Slashdot Mirror
ABIT's Secure IDE Motherboard
Frank Caviggia writes "The Inquirer has a story about ABIT's spiffy new IC7-MAX3 motherboard. Apparently, this motherboard has a feature called 'Secure IDE,' which is marketing-speak for hardware-based encryption ... ABIT goes on to claim that 'Secure IDE' 'will keep government supercomputers busy for weeks and will keep the RIAA away from your Kazaa files.' Pretty bold claims for a motherboard maker ..."
Nothing is ever completely secure, but I could see where this would help some. Genuinely a cool idea, but I'll wait a couple of years to see if it matures some first.
US Democracy:The best person for the job (among These pre-selected choices...)
Here's the bit on secure IDE:
For MAX3, the ABIT Engineers listened to users who were asking for information security. SecureIDE connects to your IDE hard disk and has a special decoder; without a special key, your hard disk cannot be opened by anyone. Thus hackers and would be information thieves cannot access your hard disk, even if they remove it from your PC. Protect your privacy and keep anyone from snooping into your information. Lock down your hard disk, not with a password, but with encryption. A password can be cracked by software in a few hours. ABIT's SecureIDE will keep government supercomputers busy for weeks and will keep the RIAA away from your Kazaa files.

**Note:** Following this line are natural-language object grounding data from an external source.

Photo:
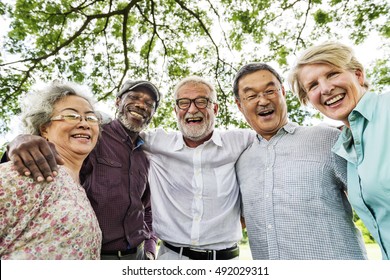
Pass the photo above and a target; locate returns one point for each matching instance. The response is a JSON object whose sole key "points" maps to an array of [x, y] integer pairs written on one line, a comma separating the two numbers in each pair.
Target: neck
{"points": [[133, 135], [73, 167], [195, 143]]}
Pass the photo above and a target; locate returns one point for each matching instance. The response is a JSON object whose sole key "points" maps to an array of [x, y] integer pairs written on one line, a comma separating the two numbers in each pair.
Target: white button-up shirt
{"points": [[195, 195]]}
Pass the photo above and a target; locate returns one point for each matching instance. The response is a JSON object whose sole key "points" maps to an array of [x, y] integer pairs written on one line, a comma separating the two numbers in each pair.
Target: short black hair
{"points": [[249, 69]]}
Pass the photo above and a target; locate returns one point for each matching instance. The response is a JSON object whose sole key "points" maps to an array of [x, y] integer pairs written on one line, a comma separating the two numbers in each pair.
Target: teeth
{"points": [[334, 99], [194, 119], [265, 112], [81, 136], [136, 115]]}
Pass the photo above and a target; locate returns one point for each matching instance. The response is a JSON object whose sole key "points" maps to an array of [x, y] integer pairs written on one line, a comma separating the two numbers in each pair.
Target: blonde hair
{"points": [[332, 53]]}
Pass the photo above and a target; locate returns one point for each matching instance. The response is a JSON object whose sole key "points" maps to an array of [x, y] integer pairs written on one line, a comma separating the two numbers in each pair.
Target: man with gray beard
{"points": [[195, 195], [114, 175]]}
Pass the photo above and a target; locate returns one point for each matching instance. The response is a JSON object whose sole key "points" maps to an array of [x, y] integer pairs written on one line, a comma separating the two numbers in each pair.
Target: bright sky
{"points": [[366, 53]]}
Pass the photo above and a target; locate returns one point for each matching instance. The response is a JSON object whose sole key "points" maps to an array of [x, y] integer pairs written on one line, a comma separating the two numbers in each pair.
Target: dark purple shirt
{"points": [[115, 177]]}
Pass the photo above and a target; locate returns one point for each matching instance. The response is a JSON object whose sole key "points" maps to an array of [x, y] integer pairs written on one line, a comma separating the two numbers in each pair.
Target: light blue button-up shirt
{"points": [[366, 147], [293, 196]]}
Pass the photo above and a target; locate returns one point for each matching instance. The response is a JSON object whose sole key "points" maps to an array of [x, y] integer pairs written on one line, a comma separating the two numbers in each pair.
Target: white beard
{"points": [[197, 132]]}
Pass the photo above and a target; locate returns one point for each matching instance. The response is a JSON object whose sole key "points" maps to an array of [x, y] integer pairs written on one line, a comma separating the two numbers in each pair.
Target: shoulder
{"points": [[321, 132], [241, 137], [237, 133]]}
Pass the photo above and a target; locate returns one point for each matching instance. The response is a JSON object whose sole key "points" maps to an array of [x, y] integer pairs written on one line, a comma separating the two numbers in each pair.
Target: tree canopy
{"points": [[101, 43]]}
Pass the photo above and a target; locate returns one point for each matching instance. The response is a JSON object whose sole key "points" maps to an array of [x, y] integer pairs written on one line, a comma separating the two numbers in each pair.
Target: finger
{"points": [[25, 164], [39, 165], [52, 157], [19, 164]]}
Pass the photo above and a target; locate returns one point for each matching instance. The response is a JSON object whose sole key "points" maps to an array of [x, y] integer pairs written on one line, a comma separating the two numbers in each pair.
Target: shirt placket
{"points": [[197, 202], [268, 199]]}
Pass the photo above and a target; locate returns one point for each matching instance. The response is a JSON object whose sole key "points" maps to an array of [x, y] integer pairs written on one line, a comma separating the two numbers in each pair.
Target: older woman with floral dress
{"points": [[52, 220]]}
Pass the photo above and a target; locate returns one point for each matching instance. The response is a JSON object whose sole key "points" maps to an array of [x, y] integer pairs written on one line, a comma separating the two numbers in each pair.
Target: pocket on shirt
{"points": [[226, 179], [108, 171], [304, 181]]}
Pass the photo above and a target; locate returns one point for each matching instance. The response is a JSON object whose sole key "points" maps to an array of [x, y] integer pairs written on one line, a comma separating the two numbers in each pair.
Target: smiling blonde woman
{"points": [[52, 220]]}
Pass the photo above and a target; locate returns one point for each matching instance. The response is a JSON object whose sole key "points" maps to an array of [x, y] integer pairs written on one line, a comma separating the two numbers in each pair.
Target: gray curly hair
{"points": [[39, 104]]}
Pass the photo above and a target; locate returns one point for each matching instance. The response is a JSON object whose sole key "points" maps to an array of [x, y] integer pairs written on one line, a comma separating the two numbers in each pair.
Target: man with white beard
{"points": [[195, 195], [194, 191]]}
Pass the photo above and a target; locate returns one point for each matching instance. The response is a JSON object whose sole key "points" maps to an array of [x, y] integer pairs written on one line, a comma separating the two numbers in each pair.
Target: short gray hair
{"points": [[196, 80], [249, 69], [39, 104]]}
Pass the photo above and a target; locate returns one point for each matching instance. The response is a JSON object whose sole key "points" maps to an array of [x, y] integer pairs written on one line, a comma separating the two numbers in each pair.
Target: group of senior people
{"points": [[295, 187]]}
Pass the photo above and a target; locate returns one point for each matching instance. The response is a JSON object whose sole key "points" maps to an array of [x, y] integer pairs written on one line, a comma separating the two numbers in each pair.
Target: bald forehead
{"points": [[194, 89]]}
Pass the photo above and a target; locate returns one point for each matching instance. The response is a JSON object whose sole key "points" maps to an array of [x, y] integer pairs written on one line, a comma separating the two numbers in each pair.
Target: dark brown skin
{"points": [[34, 156]]}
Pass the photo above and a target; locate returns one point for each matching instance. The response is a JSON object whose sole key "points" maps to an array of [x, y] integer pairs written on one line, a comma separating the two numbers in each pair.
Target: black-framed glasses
{"points": [[200, 102], [268, 94], [76, 118]]}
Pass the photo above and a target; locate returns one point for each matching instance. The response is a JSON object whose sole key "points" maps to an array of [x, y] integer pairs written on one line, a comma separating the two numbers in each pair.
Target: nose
{"points": [[261, 100], [325, 87], [193, 107], [83, 123]]}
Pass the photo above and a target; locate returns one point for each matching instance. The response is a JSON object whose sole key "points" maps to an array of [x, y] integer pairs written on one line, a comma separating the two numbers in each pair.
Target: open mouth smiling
{"points": [[85, 136], [266, 112], [194, 120], [335, 99]]}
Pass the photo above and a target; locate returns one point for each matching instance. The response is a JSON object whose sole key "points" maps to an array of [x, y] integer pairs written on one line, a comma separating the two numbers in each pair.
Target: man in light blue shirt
{"points": [[293, 187]]}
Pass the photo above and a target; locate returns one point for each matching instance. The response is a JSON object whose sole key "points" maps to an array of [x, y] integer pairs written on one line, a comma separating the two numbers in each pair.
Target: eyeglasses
{"points": [[200, 102], [268, 94], [76, 118]]}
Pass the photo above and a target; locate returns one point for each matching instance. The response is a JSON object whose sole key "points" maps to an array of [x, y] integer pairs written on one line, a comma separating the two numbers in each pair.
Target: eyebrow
{"points": [[271, 83], [74, 110]]}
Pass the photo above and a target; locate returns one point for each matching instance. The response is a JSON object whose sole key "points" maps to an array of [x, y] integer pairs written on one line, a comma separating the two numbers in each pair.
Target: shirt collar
{"points": [[287, 128], [366, 106], [123, 134], [180, 144]]}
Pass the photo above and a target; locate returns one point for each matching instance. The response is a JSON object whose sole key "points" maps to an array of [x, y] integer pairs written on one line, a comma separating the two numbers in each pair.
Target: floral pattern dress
{"points": [[48, 220]]}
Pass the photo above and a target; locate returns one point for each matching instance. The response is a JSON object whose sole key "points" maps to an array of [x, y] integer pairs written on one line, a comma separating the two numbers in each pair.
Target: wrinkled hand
{"points": [[149, 256], [33, 155]]}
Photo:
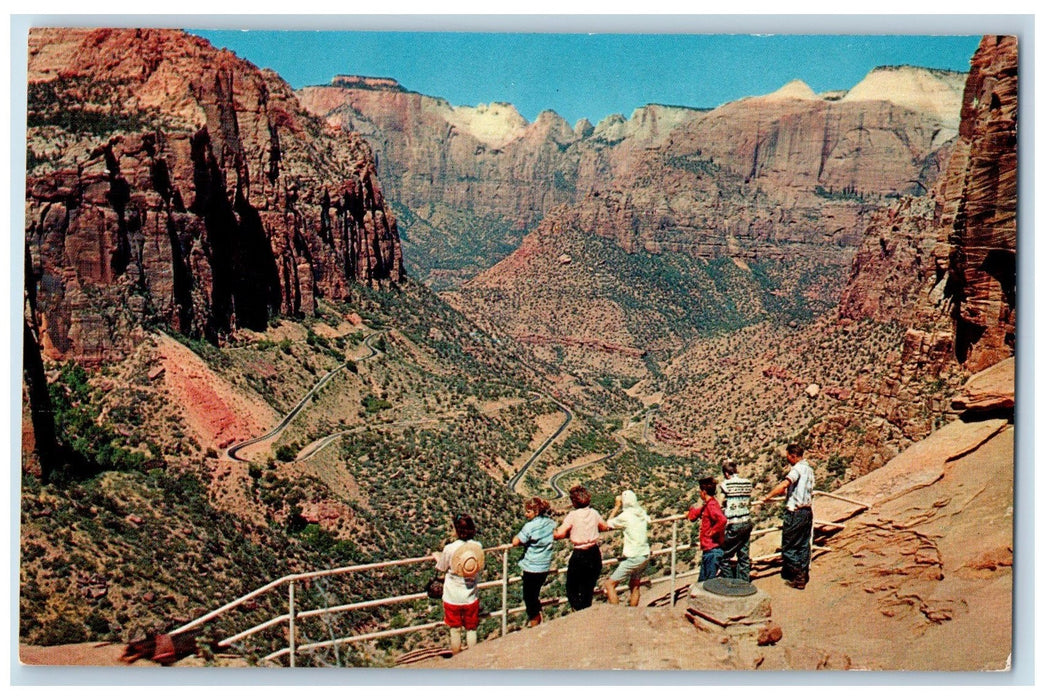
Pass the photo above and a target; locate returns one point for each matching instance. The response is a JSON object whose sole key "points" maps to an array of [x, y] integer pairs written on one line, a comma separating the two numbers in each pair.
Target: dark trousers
{"points": [[531, 591], [738, 543], [794, 544], [582, 574]]}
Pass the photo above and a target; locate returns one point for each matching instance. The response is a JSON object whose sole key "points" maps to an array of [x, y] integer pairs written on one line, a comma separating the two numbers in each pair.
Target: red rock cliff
{"points": [[979, 217], [171, 183]]}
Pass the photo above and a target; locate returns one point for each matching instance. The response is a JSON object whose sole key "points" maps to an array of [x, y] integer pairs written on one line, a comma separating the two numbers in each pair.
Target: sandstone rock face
{"points": [[979, 218], [991, 391], [171, 183]]}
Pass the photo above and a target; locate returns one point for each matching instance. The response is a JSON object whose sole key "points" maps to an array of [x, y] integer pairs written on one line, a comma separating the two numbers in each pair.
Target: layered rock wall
{"points": [[979, 217], [170, 183]]}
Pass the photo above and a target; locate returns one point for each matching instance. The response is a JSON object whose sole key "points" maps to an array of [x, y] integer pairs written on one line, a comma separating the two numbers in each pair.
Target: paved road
{"points": [[513, 482], [233, 451]]}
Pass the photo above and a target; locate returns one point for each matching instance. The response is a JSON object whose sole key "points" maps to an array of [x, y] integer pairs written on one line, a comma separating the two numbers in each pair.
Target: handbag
{"points": [[435, 587]]}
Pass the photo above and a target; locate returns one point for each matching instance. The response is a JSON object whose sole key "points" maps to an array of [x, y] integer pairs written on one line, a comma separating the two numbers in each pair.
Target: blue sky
{"points": [[589, 75]]}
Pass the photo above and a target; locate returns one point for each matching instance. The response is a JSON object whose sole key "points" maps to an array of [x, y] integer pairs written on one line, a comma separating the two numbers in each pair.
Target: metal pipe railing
{"points": [[294, 614]]}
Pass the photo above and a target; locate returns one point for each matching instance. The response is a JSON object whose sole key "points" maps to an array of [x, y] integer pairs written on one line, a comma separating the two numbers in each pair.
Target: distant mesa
{"points": [[365, 83], [794, 90]]}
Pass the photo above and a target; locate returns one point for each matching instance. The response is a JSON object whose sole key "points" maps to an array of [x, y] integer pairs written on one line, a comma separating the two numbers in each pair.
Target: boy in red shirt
{"points": [[712, 529]]}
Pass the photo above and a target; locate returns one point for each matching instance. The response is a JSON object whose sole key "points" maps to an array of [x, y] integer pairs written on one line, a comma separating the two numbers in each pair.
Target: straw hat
{"points": [[467, 560]]}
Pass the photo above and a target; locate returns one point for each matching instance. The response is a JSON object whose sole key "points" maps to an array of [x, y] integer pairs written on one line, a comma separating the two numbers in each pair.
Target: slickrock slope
{"points": [[172, 183], [790, 166], [922, 581]]}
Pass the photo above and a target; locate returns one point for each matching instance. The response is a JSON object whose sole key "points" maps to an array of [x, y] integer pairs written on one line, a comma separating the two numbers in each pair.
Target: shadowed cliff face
{"points": [[979, 218], [169, 183]]}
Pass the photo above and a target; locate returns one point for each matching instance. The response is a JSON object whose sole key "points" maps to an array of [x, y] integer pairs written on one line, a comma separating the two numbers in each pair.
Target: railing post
{"points": [[291, 626], [504, 592], [674, 552]]}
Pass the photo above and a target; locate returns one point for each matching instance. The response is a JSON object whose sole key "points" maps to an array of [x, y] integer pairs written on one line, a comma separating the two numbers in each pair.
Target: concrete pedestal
{"points": [[730, 613]]}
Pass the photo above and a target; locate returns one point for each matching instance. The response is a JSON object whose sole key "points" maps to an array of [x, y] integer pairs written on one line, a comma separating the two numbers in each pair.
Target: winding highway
{"points": [[314, 448], [513, 482], [233, 451]]}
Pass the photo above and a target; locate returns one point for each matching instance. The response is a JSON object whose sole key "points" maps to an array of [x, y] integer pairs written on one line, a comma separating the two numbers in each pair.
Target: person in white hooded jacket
{"points": [[634, 521]]}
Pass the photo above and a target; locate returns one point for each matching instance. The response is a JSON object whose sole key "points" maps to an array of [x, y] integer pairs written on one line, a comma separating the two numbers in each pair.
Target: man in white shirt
{"points": [[797, 531]]}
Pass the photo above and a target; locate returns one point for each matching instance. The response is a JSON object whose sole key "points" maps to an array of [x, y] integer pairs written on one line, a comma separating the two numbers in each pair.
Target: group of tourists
{"points": [[724, 538]]}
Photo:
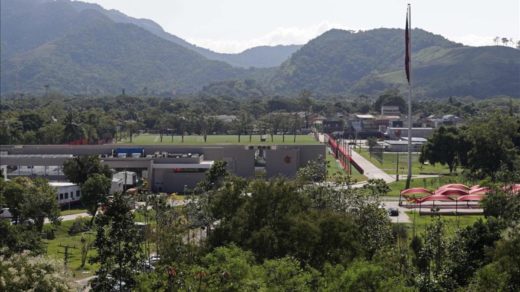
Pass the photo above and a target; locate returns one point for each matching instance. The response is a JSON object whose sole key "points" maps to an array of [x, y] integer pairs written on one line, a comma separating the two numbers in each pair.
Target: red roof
{"points": [[470, 198], [451, 192], [435, 197], [416, 191]]}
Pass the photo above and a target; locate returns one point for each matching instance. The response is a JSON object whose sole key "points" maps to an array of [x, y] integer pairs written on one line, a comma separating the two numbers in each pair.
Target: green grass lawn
{"points": [[389, 164], [55, 249], [72, 211], [333, 167], [144, 139], [428, 183], [451, 223]]}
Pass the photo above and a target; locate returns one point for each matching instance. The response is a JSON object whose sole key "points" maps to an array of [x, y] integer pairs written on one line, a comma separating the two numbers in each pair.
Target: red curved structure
{"points": [[416, 191], [455, 186], [479, 191], [344, 158], [470, 198], [435, 197], [451, 192]]}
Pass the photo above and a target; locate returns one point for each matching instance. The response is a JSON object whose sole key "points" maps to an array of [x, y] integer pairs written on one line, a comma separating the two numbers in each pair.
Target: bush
{"points": [[79, 225], [48, 232]]}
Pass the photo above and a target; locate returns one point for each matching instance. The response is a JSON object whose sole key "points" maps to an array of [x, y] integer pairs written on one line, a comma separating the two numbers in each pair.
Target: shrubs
{"points": [[79, 225]]}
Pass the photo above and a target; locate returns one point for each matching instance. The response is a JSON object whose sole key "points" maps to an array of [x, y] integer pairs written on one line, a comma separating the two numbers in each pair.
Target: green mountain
{"points": [[258, 57], [343, 62], [81, 48], [84, 52]]}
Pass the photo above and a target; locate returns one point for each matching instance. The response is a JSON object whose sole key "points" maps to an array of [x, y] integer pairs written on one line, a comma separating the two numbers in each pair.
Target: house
{"points": [[390, 110], [398, 133], [66, 192]]}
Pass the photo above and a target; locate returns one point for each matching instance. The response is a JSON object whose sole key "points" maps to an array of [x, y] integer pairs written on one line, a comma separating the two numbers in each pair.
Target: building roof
{"points": [[415, 139], [367, 116], [61, 184]]}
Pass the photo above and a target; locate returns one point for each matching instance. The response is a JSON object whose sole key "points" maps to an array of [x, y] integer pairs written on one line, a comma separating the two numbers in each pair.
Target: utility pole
{"points": [[66, 254], [397, 168]]}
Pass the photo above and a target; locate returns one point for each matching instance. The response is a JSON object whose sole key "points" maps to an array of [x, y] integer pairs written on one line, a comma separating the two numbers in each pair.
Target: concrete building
{"points": [[398, 133], [390, 110], [66, 192], [168, 168]]}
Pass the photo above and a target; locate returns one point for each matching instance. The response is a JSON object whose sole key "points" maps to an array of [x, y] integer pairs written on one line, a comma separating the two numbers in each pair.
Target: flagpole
{"points": [[409, 177]]}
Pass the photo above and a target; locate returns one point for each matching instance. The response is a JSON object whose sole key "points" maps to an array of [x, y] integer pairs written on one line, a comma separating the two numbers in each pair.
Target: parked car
{"points": [[393, 212]]}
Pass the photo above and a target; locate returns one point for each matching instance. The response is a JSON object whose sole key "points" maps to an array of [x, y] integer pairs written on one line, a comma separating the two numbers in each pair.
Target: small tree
{"points": [[80, 168], [118, 244], [94, 192], [314, 171]]}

Now, when it says Lock down your hard disk, not with a password, but with encryption... that seems to me that there's a hardware key on the motherboard that prevents the HDD from being read in other machines.
Meaning... that instead of stealing just your hard drive, they have to steal the whole computer? =p
Either that, or there is a password in addition to that. It could probably be gotten around by flashing the BIOS, or just taking the CMOS battery out for a brief stint. Either way, no, I don't imagine the NSA is shaking in fear just now.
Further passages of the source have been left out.